5. Organize, organize, organize – You can not over-plan a dinning event. Every aspect of an event can benefit from planning. Write lists and decide how to do something before you try to actually do it. Write out the menu. Write a master shopping list. Organize it by grocery store dept. Write out a prep list. Decide what china and what flatware you will use for each course. Decide what pans are needed for each course. If you already thought it through, you will not forget or make a bad call in a moment of stress. Having planned on what you will need next will force you to clean that pan now, because you need it in 3 minutes. “Complex dinners are mitigated by proper planning”. The more complex, the more planning is needed. Better chefs plan more and plan better.

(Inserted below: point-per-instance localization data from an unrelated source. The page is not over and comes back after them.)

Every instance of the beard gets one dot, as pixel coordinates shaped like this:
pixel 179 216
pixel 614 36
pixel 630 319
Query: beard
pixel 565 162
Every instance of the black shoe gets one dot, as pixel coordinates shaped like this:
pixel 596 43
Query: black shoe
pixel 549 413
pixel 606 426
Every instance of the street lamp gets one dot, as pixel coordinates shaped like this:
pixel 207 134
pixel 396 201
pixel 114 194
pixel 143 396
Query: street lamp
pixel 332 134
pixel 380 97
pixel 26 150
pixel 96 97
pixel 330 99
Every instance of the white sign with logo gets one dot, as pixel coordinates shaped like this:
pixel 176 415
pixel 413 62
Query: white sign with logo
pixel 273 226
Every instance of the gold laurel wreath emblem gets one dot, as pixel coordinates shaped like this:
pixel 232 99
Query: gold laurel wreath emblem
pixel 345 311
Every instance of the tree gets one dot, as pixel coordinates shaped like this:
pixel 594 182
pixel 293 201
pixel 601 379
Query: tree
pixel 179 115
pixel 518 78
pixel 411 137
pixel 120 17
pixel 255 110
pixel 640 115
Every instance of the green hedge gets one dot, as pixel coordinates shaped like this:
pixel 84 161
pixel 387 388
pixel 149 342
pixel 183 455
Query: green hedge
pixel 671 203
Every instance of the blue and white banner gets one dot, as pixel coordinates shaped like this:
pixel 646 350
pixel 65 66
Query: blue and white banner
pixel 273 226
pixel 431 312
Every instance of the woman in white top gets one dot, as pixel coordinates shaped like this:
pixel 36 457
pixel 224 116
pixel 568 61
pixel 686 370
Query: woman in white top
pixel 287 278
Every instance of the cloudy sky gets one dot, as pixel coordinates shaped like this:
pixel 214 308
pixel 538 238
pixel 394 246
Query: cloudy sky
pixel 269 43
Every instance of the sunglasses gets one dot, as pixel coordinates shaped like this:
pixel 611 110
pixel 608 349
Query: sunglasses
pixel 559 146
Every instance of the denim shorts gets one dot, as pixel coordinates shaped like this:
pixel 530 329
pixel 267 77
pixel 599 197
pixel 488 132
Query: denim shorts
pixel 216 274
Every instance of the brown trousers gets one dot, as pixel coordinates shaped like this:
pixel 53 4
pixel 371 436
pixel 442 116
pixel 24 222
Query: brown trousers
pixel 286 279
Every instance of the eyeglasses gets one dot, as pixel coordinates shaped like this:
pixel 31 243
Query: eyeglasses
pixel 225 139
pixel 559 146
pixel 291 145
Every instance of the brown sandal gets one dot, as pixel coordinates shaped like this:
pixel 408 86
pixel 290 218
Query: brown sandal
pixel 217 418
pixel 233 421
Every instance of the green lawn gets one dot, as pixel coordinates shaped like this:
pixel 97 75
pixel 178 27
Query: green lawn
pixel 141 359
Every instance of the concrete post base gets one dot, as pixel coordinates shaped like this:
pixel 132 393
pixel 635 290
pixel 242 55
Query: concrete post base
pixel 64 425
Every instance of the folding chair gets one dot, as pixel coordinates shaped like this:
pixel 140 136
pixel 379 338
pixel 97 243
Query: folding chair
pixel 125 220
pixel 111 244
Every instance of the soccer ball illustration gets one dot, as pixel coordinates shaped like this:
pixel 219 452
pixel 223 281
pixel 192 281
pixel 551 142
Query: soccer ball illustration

6. Taste everything and taste it just before it goes out the kitchen door. Save seasoning for the last minute. Remember that sometimes it will take a little time to really impact the flavor. Confusing? Yes, it is. How late you season depends on what you are seasoning. A cold soup will take a couple of minutes for the salt to dissolve and be tasted. Salt will immediately change the flavor of Consume.
7. Keep your mistakes in the kitchen. If you blow it, either re-do it or throw it the hell out. No one is going to enjoy a rack of lamb more when it is being assaulted by the presence of a funky assed, broken down, nasty, old crap sauce that was neglected, forgotten and given up on.
Well that is about it. My other little pearls of wisdom are hidden in the depths of Kitchen Assistant. I look forward to writing more as well as enjoying the writing from other contributing Chefs.